Rather than -merely- bending space around their doomed world, the sorcerers of Euripides thrust the planet through the fabric of space/time and into the fringes of the Imaterium itself. The stress of the act killed millions of people worldwide and tore the planet itself asunder ... but the physics of the Warp are not the physics of real space and where such a cataclysm would have meant wholesale destruction of a world in real space, in the negaspace it meant something entirely different.

Lifted out of the stuff of the planet itself, whole continents, city states, regions, were torn away from the planet core and enfolded in warp shells; bubbles of psyche formed by the strength of dying sorcerers and bolstered by the final screams of the doomed.

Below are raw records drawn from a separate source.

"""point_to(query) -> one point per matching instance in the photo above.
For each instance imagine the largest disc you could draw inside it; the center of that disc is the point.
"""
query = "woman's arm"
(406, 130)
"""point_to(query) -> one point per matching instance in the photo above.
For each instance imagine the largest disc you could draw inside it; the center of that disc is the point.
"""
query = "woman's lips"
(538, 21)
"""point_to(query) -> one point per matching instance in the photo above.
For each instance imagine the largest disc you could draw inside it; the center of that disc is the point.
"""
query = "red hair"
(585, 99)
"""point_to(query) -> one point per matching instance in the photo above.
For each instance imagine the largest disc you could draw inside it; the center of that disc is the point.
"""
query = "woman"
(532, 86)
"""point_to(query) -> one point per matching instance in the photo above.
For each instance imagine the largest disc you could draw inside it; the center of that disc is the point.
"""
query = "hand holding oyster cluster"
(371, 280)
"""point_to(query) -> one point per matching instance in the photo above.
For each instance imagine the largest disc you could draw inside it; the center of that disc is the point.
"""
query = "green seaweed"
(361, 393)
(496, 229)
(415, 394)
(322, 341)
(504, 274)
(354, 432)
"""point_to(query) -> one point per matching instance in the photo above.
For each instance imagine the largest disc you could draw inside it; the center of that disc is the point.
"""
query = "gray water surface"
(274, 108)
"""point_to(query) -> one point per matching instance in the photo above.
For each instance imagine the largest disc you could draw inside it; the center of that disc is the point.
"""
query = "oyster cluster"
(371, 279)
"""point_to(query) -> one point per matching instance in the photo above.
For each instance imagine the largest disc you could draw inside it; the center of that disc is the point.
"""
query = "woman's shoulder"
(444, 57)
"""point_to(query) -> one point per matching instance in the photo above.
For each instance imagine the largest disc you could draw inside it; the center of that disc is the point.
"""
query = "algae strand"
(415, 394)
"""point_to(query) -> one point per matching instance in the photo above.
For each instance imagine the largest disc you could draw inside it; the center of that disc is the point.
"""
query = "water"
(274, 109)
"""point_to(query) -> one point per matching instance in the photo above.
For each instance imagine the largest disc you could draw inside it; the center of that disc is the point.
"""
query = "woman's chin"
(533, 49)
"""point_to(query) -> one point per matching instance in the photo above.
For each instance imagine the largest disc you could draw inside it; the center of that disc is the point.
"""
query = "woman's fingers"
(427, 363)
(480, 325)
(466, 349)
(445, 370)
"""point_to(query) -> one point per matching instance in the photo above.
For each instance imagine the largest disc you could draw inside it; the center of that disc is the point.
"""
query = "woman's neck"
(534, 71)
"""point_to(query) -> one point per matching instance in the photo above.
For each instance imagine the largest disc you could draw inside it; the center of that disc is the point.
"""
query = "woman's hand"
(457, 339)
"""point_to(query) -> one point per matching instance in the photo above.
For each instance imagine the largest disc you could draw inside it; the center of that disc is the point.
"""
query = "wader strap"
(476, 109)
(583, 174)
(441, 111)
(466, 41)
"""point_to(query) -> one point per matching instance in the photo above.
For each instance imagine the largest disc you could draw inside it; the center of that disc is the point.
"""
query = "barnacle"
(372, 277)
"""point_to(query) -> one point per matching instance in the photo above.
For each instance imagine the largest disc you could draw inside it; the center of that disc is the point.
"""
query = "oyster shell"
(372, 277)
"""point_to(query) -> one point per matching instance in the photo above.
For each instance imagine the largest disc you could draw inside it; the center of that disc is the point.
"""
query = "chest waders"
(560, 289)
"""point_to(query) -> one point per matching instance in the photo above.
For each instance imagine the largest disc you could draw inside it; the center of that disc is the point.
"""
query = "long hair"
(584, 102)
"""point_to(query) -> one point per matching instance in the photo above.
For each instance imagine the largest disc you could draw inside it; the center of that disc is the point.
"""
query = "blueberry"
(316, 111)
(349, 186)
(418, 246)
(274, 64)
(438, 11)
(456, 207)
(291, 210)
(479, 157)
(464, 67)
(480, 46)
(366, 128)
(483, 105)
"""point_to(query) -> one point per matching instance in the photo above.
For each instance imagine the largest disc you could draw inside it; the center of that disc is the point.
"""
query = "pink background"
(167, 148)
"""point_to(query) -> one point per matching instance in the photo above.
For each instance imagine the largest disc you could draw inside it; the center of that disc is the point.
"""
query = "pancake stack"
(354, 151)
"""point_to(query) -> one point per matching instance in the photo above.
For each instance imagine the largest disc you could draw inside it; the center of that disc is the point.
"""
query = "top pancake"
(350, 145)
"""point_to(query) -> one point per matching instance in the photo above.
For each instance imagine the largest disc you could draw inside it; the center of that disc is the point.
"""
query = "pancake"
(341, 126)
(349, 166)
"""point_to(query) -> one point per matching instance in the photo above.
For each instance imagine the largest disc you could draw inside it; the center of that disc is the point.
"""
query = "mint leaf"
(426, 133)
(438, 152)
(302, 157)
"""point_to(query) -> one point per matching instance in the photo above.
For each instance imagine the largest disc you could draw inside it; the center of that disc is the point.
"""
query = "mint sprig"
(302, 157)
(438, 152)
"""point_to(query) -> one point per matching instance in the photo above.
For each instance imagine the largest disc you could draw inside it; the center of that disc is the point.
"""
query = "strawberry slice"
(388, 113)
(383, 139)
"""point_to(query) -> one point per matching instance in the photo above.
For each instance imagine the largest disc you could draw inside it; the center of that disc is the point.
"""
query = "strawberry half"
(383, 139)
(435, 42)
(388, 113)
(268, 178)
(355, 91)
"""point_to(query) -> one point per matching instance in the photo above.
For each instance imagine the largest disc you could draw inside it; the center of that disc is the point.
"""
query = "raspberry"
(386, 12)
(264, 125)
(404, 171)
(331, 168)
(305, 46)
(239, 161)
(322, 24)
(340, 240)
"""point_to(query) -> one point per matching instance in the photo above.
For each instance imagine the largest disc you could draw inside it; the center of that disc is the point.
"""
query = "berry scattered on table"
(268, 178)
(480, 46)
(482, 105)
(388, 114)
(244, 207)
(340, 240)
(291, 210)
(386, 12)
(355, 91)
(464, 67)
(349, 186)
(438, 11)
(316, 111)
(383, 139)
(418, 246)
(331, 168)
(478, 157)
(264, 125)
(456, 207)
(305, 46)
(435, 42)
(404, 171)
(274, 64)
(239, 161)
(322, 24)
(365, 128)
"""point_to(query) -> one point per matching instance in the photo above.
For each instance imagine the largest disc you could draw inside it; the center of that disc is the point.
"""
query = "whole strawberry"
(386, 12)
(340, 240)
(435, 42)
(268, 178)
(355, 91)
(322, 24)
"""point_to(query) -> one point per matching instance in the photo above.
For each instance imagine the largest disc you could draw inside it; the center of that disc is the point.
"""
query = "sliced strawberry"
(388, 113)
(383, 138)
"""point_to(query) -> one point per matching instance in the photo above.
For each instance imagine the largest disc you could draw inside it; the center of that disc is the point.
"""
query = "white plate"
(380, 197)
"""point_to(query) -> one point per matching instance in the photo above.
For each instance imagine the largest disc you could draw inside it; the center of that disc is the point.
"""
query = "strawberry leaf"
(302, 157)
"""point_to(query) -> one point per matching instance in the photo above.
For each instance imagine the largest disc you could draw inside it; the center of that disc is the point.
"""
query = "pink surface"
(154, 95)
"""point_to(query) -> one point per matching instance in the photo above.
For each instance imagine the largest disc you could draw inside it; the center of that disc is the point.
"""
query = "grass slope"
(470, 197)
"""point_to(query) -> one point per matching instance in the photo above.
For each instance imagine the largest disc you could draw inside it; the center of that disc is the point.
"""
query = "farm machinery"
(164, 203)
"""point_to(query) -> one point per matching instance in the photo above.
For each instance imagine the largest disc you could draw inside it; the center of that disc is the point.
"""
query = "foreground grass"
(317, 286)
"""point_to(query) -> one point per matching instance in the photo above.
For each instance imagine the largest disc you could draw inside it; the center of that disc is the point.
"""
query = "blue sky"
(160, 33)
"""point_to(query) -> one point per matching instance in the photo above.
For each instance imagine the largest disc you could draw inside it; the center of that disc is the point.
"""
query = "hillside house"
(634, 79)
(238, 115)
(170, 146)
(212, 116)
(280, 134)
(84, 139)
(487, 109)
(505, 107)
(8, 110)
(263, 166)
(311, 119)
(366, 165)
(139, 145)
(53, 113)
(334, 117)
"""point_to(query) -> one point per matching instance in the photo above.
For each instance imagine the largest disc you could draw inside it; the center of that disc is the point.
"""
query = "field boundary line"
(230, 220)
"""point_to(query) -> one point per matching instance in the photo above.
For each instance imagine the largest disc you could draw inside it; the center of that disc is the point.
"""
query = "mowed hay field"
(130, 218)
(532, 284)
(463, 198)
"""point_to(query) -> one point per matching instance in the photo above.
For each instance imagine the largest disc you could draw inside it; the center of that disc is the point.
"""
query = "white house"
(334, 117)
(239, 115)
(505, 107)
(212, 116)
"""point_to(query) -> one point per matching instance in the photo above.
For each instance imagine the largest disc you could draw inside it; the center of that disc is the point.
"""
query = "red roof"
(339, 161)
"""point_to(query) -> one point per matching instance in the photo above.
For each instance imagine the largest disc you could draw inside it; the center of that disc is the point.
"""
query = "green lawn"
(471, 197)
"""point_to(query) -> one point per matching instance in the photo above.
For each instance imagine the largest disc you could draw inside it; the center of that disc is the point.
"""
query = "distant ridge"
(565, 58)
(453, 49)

Today (if such a time can be said to exist within the Warp) the remnants of Euripides exists as a mass of separate places, floating through the Immaterium, tethered together by the once-planet's radiant core and a psychic connection that exists more as race memory than active history between the civilizations which have since developed out of that event. And civilizations there are - some glorious and advanced, some primitive and brutal - most living and believing their little piece of the broken planet to be the entirety of their world. But the fates of the Euripideans are intertwined and what befalls one island influences them all. In their sleep the peoples project their psyches into the other worlds, believing the things they see there to merely be the fabrication of dreaming minds; though in some of the more thoughtful domains the reaccurance of the same few score dreams throughout their entire populace has given rise to any number of theories. Some believe these other realms to be heavens, or a literal "dream dimension" to which they travel during sleep - others have postulated that they are seeing points in the history of their own peoples, or foreseeing the future - and a very few have drawn conclusions very close to the truth ... that they are somehow connected to these other worlds through an unbreakable psychic tie.

As one might well imagine, the worlds of the "Euripidus Mass" have not been ignored by the denizens of the Warp, though the shells in which they exist have protected them in large part thus far. Still, more demons are discovering the cracks in these shells every year, or rubbing the surfaces raw with their tireless efforts to breach the barriers, and some of the smaller realms have begun their inevitable decline toward destruction. Because of their connection, should even one of these realms fall entirely the demons will gain a foothold in the dreamways of the race as a whole and begin infiltrating even the most stable of domains.

Ships moving through the region of the "Mass" suffer significant turbulence and many have vanished throughout the years as the strain in that area has served to drive navigators mad, disrupt gellar fields, and tear ships apart. A very few of these domains can be landed in safely and a canny navigator might be able to frog hop from one stable realm to another until he can bypass the mass, but many others are stranded or destroyed when misfortune leads them into that region of warp space.